John Edstrom wrote:

Case in point: XUL has been around for years (both in development and
release), yet it is not widely adopted as a platform for software
development.


I think this has largely to do with the fact that Mozilla for teh past few years has been such a bloody slow beast that no one wanted to write applications for it. I myself had a hard time, until Firebird became stable. Now it's a joy to write for, even though the learning curve is pretty steep.


I don't have any first hand experience with XUL, but I'm skeptical.
I've noticed that with mozilla and even firebird, it seems every minor
browser version breaks one or more skins. Some of the old skins can
crash the new browser. At least from my perspective as a user it
looks pretty brittle and fragile.


<soap-box>
This, AFAIK, is due to changes in the underlying XUL. XUL describes the layout of the application, and the CSS describes what it will look like. CSS is usually bound to elements in the XUL code based on ID, and if changes in the underlying XUL occur, then the CSS must change as well.

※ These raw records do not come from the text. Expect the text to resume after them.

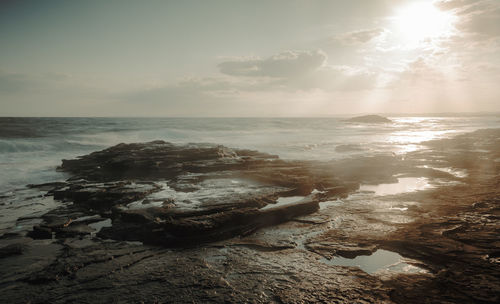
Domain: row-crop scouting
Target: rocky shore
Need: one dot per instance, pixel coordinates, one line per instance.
(162, 223)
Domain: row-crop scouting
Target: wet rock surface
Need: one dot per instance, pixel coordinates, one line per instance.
(157, 222)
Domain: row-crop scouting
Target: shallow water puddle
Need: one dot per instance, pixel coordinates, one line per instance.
(327, 204)
(460, 173)
(404, 184)
(282, 201)
(380, 260)
(101, 224)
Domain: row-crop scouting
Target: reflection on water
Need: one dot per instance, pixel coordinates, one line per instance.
(380, 260)
(404, 184)
(282, 201)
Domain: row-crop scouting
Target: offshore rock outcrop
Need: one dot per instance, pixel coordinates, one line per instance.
(238, 226)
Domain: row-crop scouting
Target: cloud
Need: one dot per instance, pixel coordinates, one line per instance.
(480, 19)
(359, 36)
(283, 65)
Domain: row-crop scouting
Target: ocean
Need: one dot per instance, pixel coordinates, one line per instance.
(32, 148)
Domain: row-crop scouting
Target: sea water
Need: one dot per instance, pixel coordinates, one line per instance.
(32, 148)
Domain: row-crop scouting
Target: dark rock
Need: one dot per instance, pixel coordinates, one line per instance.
(40, 232)
(12, 249)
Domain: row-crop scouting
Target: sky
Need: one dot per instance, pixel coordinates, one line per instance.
(248, 58)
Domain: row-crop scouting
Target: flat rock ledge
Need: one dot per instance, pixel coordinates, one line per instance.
(180, 195)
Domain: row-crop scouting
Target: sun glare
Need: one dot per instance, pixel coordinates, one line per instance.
(418, 22)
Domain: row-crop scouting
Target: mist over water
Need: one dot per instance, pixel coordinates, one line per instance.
(32, 148)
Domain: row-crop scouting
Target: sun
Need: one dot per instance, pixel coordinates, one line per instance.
(421, 21)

Mozilla and Firebird are extremely complicated applications, and while the skinning functionality is a very flexible feature, it is as much a part of the application development process as the XUL+JavaScript itself. If you were developing an XSP web app, your XSL stylesheet would be an integral part of that application, and a fundamental change in one would require a change in the other. That is what's going on here.

So, this skinning method may seem brittle to end users, but gives the developers a very extensible development environment.
</soap-box>


I see what you mean though. I for one wish the Orbit theme worked on the latest nightly build. Oh well, you can't have everything.